Did u mount the other hoid and ballast?


----------



## raiderman (Sep 29, 2013)

I set my ballast on the hard wood floor theres a haf inch gap standing on hard rubber pegs..inline fan is ok where it is makes less noise than mounted on the wall..on the other page yu can see where the hoods mounted.


----------



## Coolsun (Sep 29, 2013)

RDR, it was a pleasure reading your thread. Took me about 4 days to read though this one. Very impressed with what you have growing. cant wait till i can start growing after i get out of the military. Hope you stick around.


----------



## raiderman (Sep 29, 2013)

which military yu in? I enlisted in the marines in 1980 right after the iran crisis.


----------



## Coolsun (Sep 29, 2013)

Im in the Air Force. Been in about 10 yrs now. might be getting out on medical retirement


----------



## Coolsun (Sep 29, 2013)

Thank you for your service good sir.


----------



## raiderman (Sep 29, 2013)

thx but wasn't much service unfortunately,got in trouble for fighting more than once and got a bus ticket.


----------



## Coolsun (Sep 29, 2013)

ouch, sorry to here that


----------



## SOMEBEECH (Sep 29, 2013)

Man Ive been sick as chit here the last week,sry for not stopping in.
Grow is really lookin good man! 
Beech


----------



## DLOPEZ1420 (Sep 29, 2013)

Raider.. try that molasses, earthworm castings and mycos bubble for 24 hours. Best tea ive made to date... after using this tea i have got the nicest, healthiest fade ever... jus sayin..


----------



## DLOPEZ1420 (Sep 29, 2013)

Them bitches is so frosty raider...


----------



## SOMEBEECH (Sep 29, 2013)

DLOPEZ1420 said:


> Raider.. try that molasses, earthworm castings and mycos bubble for 24 hours. Best tea ive made to date... after using this tea i have got the nicest, healthiest fade ever... jus sayin..


How often are you using this mr lopez,in flower?
Beech


----------



## raiderman (Sep 29, 2013)

DLOPEZ1420 said:


> Raider.. try that molasses, earthworm castings and mycos bubble for 24 hours. Best tea ive made to date... after using this tea i have got the nicest, healthiest fade ever... jus sayin..


I don't have enuff funds to change my mind atm,lol..but the ocean forest ,happy frog and super soil mix has a lot of bat guano,fish emulsion,earthworm castings and stuff plus the bud candy and beastie bloomz.i'm lookin into doin some mycos tea next round tho.thx for sharin that.


----------



## raiderman (Sep 29, 2013)

SOMEBEECH said:


> Man Ive been sick as chit here the last week,sry for not stopping in.
> Grow is really lookin good man!
> Beech


thx BEECH, their about 3x that now day 38.


----------



## SOMEBEECH (Sep 29, 2013)

raiderman said:


> thx BEECH, their about 3x that now day 38.

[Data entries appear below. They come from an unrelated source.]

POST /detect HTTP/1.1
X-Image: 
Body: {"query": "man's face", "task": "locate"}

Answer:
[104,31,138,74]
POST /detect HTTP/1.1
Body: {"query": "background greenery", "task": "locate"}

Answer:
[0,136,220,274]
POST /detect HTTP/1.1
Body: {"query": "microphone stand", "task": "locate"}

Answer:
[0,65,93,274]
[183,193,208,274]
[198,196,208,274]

Which ones are the ones i pasted and Gzz 3x man!! I wouldnt change nothing,just
Keep doing your work!!With what ya got.
Beech


----------



## SOMEBEECH (Sep 29, 2013)

*You must spread some Reputation around before giving it to raiderman again.
Beech



*


----------



## raiderman (Sep 29, 2013)

thx ,day 35-45 is the money shot .yea their fatning,removed more veg to get full mature bud growth down to the soil,thier ona one way course.i do it like this runnin multiple plants, single cola ,sqare pots, sog.to get the most with only a 30 day veg time.if would have used straight aeration pots could yield 24 to 30 zips dry,i expect to get 16-20 like this on avg.


----------



## raiderman (Sep 29, 2013)

You must spread some more rep around before givin it to ole BEECH again.


----------



## budbro18 (Sep 29, 2013)

raiderman said:


> thx ,day 35-45 is the money shot .yea their fatning,removed more veg to get full mature bud growth down to the soil,thier ona one way course.i do it like this runnin multiple plants, single cola ,sqare pots, sog.to get the most with only a 30 day veg time.if would have used straight aeration pots could yield 24 to 30 zips dry,i expect to get 16-20 like this on avg.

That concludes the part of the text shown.